23:30 Y sus siervos lo pusieron en un carro, y lo trajeron muerto de
Meguido a Jerusalén, y lo sepultaron en su sepulcro. Entonces el
pueblo de la tierra tomó a Joacaz hijo de Josías, y lo ungieron
y lo pusieron por rey en lugar de su padre.
Reinado y destronamiento de Joacaz
(2 Cr. 36.1-4)
23:31 De veintitrés años era Joacaz cuando comenzó
a reinar, y reinó tres meses en Jerusalén. El nombre de su
madre fue Hamutal hija de Jeremías, de Libna.
23:32 Y él hizo lo malo ante los ojos de Jehová, conforme
a todas las cosas que sus padres habían hecho.
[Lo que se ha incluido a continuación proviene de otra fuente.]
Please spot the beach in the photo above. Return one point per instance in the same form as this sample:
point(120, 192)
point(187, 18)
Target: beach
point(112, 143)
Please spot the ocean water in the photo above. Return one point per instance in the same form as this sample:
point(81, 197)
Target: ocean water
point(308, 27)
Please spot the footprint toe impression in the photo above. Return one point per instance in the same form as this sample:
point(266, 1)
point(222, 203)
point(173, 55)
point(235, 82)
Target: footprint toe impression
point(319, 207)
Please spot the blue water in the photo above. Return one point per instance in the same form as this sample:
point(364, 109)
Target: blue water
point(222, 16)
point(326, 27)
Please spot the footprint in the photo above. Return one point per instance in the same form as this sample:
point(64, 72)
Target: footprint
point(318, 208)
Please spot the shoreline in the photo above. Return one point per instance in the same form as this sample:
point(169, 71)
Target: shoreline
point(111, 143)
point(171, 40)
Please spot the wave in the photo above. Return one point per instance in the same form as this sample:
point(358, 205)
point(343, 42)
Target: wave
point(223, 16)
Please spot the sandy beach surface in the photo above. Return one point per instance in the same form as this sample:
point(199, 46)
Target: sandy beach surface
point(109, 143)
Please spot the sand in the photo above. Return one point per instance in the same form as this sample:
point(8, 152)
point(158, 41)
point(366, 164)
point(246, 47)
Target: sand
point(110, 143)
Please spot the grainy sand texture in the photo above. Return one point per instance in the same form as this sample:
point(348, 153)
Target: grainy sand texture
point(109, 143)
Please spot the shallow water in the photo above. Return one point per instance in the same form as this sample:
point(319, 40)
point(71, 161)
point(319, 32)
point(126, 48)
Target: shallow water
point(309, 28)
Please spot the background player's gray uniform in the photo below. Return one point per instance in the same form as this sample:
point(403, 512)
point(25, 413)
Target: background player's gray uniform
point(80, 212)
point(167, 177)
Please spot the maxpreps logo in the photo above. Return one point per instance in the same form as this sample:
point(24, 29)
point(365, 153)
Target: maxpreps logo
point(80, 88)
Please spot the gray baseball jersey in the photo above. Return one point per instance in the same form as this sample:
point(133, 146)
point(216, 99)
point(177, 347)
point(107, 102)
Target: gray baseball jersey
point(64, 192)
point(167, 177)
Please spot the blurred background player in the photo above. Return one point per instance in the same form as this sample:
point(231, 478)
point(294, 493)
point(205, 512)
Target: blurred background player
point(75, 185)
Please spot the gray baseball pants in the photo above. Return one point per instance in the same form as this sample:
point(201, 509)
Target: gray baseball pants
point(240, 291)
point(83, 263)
23:33 Y lo puso preso Faraón Necao en Ribla en la provincia
de Hamat, para que no reinase en Jerusalén; e impuso sobre la tierra
una multa de cien talentos de plata,
y uno de oro.
23:34 Entonces Faraón Necao puso por rey a Eliaquim hijo de
Josías, en lugar de Josías su padre, y le cambió el
nombre por el de Joacim; y tomó a Joacaz y lo llevó a Egipto,
y murió allí.
23:35 Y Joacim pagó a Faraón la plata y el oro; mas hizo
avaluar la tierra para dar el dinero conforme al mandamiento de Faraón,
sacando la plata y el oro del pueblo de la tierra, de cada uno según
la estimación de su hacienda, para darlo a Faraón Necao.
Reinado de Joacim
(2 Cr. 36.5-8)
23:36 De veinticinco años era Joacim 
cuando comenzó a reinar, y once años reinó en Jerusalén.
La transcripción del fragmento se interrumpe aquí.